Wenn sich nur ein Lebensbereich verbessert, ist es meist sinnvoller, beim alten Vertrag zu bleiben. Die Risiken eines Wechsels lohnen sich nicht. Wenn Sie aber zwei oder mehr Bereiche verbessern können, sieht die Gesamtrechnung gleich ganz anders aus. Eventuell verdienen Sie weniger, aber möglicherweise brauchen Sie auch weniger Geld und haben zudem eine höhere Lebensqualität. Schon allein, nicht mehr pendeln oder jeden Sonntag in der Redaktion sein zu müssen, ist für viele Paare und Familien eine enorme Verbesserung.

Ein Karriere-Coaching beginnt oft mit dem Wunsch, eine neue Stelle zu finden - aus Frust, Erschöpfung, Enttäuschung. Schon im ersten Gespräch zeigt sich fast immer, dass bisherige Bewerbungen nur selten Erfolg hatten und oft beim Gehaltsgespräch ein Ende fanden. Wer weiter denkt und sich sein neues Leben ganzheitlich vorstellt, entkommt diesem Dilemma. "Wie will ich eigentlich leben" schließt die Frage nach dem nötigen und gewünschten Einkommen ein. Es fasst sie aber weiter, so wie ein gutes Leben tatsächlich eben ist.

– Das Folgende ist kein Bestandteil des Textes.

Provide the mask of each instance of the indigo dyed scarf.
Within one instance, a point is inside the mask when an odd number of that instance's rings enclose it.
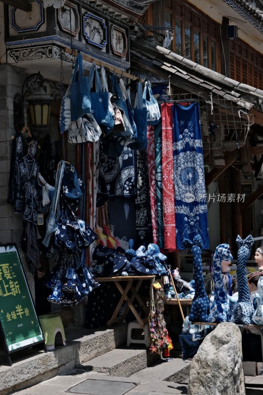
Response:
[[[207,209],[199,103],[174,107],[174,181],[176,246],[184,249],[184,237],[201,235],[209,248]]]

Zum Autor: Attila Albert (46) begleitet mit seiner Firma Media Dynamics seit mehreren Jahren Medienprofis bei der beruflichen und persönlichen Neuorientierung. Albert hat selbst mit 17 Jahren als Journalist zu arbeiten begonnen. Anfangs bei der "Freien Presse" in Chemnitz, eine der größten deutschen Regionalzeitungen, später insgesamt 23 Jahre bei Axel Springer, unter anderem als Textchef und für Sonderaufgaben bei der "Bild"-Bundesausgabe, danach als Autor bei der Ringier AG in Zürich. Berufsbegleitend hat er sich in den USA zum Coach ausbilden lassen sowie vorher ein dreijähriges Webentwickler-Studium absolviert.